• Géraldine Danon

20 février - Kotzebue, 66°54 Nord

Bienvenue au pays du blizzard et de la mer gelée.


Notre avion se pose dans la nuit polaire, sur une piste verglacée et l’on ressent toute l’attention du pilote pour contrôler sa machine.

8h00 du matin. La ville d’un bout du monde se réveille à peine.

Nous sommes dans le grand nord, à environ 30 milles au nord, du cercle polaire Arctique.


Devant nous, une étendue blanche et immaculée, la mer gelée des Tchouktches. Nous étions passés au large, en arrivant du passage du Nord-Ouest en 2009 et je me souviens avec émotion de Loup, petit garçon qui me disait à la caméra « Nous sommes dans la mer Souksouk »



Le détroit de Béring se trouve à un peu plus de 100 milles dans le sud.

C’est le plus ancien « settlement » (village) de toute l’Amérique du nord et du sud confondues. Les habitants font partie du peuple Inupiaq. Ils vivent sur ces terres depuis plus de 10 000 ans. Kotzebue était à l’époque un centre d’échange et de commerce pour l’ensemble de la région.

Plusieurs rivières débouchant dans le golfe de Kotzebue, en ont fait un carrefour idéal pour le transport de marchandises.

Les habitants des villages intérieurs de l’Alaska et ceux de l’Extrême-Orient Russe venaient également négocier ici. Les fourrures, l’huile de baleine et les peaux de phoques se troquaient.

Nous sommes accueillis par Chuck, un Inupiaq, « musher » professionnel, originaire d’un petit village qui se trouve à quelques milles de Kotzebue.


Nous prenons la température de la ville qui semble endormie, pas encore réveillée à la sortie de la longue nuit polaire. L’activité hivernale n’est pas très intense.
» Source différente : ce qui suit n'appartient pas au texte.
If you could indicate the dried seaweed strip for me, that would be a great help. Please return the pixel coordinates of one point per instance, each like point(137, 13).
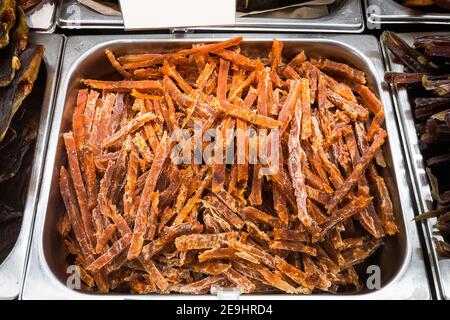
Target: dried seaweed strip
point(144, 85)
point(78, 184)
point(135, 124)
point(358, 171)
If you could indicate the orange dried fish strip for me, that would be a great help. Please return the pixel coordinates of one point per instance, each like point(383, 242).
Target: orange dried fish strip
point(131, 127)
point(259, 216)
point(346, 212)
point(353, 110)
point(202, 241)
point(169, 237)
point(295, 162)
point(117, 248)
point(217, 254)
point(288, 109)
point(248, 115)
point(293, 247)
point(358, 171)
point(343, 70)
point(75, 172)
point(116, 64)
point(69, 198)
point(150, 184)
point(240, 281)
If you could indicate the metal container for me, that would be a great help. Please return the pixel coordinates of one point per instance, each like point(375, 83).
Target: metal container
point(403, 274)
point(345, 16)
point(440, 267)
point(42, 18)
point(12, 270)
point(379, 12)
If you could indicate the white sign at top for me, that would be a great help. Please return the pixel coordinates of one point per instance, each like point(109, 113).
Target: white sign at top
point(152, 14)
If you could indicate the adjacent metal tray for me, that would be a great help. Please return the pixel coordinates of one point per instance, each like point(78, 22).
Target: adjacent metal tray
point(42, 18)
point(12, 270)
point(381, 12)
point(345, 16)
point(440, 267)
point(403, 274)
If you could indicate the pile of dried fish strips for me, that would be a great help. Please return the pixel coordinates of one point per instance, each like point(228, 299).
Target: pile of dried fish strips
point(140, 220)
point(19, 68)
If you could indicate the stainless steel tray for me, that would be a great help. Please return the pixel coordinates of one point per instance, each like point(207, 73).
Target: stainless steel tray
point(42, 18)
point(403, 274)
point(12, 270)
point(345, 16)
point(381, 12)
point(424, 201)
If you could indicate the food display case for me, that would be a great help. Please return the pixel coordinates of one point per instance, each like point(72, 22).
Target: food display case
point(12, 269)
point(404, 274)
point(422, 190)
point(344, 16)
point(42, 17)
point(343, 50)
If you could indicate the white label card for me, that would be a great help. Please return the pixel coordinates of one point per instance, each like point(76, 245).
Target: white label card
point(152, 14)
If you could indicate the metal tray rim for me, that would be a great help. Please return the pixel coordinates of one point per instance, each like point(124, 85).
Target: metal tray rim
point(104, 41)
point(251, 24)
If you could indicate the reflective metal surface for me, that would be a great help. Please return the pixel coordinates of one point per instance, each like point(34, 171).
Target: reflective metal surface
point(12, 271)
point(345, 16)
point(42, 18)
point(440, 267)
point(403, 274)
point(391, 12)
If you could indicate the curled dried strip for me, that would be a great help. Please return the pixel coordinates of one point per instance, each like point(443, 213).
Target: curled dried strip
point(217, 254)
point(358, 171)
point(342, 70)
point(78, 184)
point(202, 241)
point(144, 85)
point(131, 127)
point(293, 247)
point(259, 216)
point(203, 286)
point(150, 184)
point(240, 281)
point(295, 161)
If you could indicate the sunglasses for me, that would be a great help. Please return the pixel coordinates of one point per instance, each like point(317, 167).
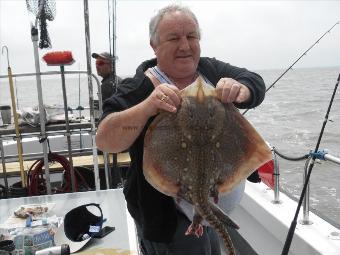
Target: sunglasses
point(101, 62)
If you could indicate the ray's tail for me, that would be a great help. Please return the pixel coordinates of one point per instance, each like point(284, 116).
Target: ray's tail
point(205, 210)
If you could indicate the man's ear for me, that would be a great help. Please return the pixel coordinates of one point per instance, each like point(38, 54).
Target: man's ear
point(153, 46)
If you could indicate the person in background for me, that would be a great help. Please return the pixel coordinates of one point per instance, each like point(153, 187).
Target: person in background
point(175, 39)
point(104, 69)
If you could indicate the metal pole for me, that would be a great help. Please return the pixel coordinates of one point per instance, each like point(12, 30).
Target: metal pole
point(3, 161)
point(67, 126)
point(90, 87)
point(42, 115)
point(276, 179)
point(16, 123)
point(305, 204)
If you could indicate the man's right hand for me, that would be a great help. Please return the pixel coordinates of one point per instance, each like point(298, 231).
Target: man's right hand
point(164, 97)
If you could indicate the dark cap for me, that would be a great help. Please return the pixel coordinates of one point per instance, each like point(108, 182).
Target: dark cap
point(79, 226)
point(104, 55)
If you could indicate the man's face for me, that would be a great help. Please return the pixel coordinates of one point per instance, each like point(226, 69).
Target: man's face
point(178, 49)
point(103, 67)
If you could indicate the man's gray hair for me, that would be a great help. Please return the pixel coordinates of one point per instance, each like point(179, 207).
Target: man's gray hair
point(154, 22)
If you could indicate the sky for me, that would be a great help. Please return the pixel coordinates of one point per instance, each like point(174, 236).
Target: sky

Ckuck a vu le village se transformer. Mais c’est surtout le mode de vie qui en quelques années a véritablement changé. « Il y a vingt ans, il y avait une vingtaine d’attelages de chiens de traineaux. Aujourd’hui il n’en reste que deux. » nous explique notre ami avant d’ajouter : « maintenant ils sont remplacés par les ski-doo. Les traditions se perdent.

Quand on partait à la chasse ou à la pêche, pour un ou deux jours, on prenait du poisson séché et de la graisse de phoque, rien d’autre.

Aujourd’hui, c’est sandwich, barres chocolatées et sodas. Les gens n’avaient pas vraiment de métier, mais ils passaient leur temps à la recherche de nourriture et les femmes fabriquaient des vêtements en fourrure et en peau de phoque. Nous étions douze enfants dans notre famille, et mon père ne chômait pas pour nourrir tous ces bambins. L’oisiveté désormais est devenue un vrai problème qui entraine alcool et drogue ». Conclut Chuck en souriant. Il a un vague air de De Niro comme me le fait remarquer Laura.



Chuck a dû quitter son petit village. « Mon épouse ne supportait plus l’isolement ». Ils ont été contraints de s’installer près d’Anchorage. Il semble heureux d’être revenu chez lui, pour nous faire partager son expérience. A chaque coin de rue, il croise un ami ou une connaissance. Le village est joyeusement désordonné, Les bateaux recouverts de neige se bousculent près des maisons colorées, en attendant le dégel, les motos neige sont prêtes à démarrer et à partir sur la mer gelée, mais il y’a aussi aussi des containers, des caisses, des voitures aux vitres éclatées, de vieux camions rouillés, un heureux bordel, recouvert d’une fine couche de neige immaculée qui lui offre sa poésie hivernale. De grosses antennes viennent parfaire ce monde gelé, car ici on est connecté au monde.

Nous scrutons le ciel et prenons les dernières infos météo. Demain nous devons partir en Ski-Doo, à cinquante kilomètres, retrouver le village natal de Chuck, et rendre visite à un de ses amis, qui vit isolé dans la forêt. « Maman, j’ai peur de geler, il fait si froid ! » m’avoue Marion en clignant ses cils givrés.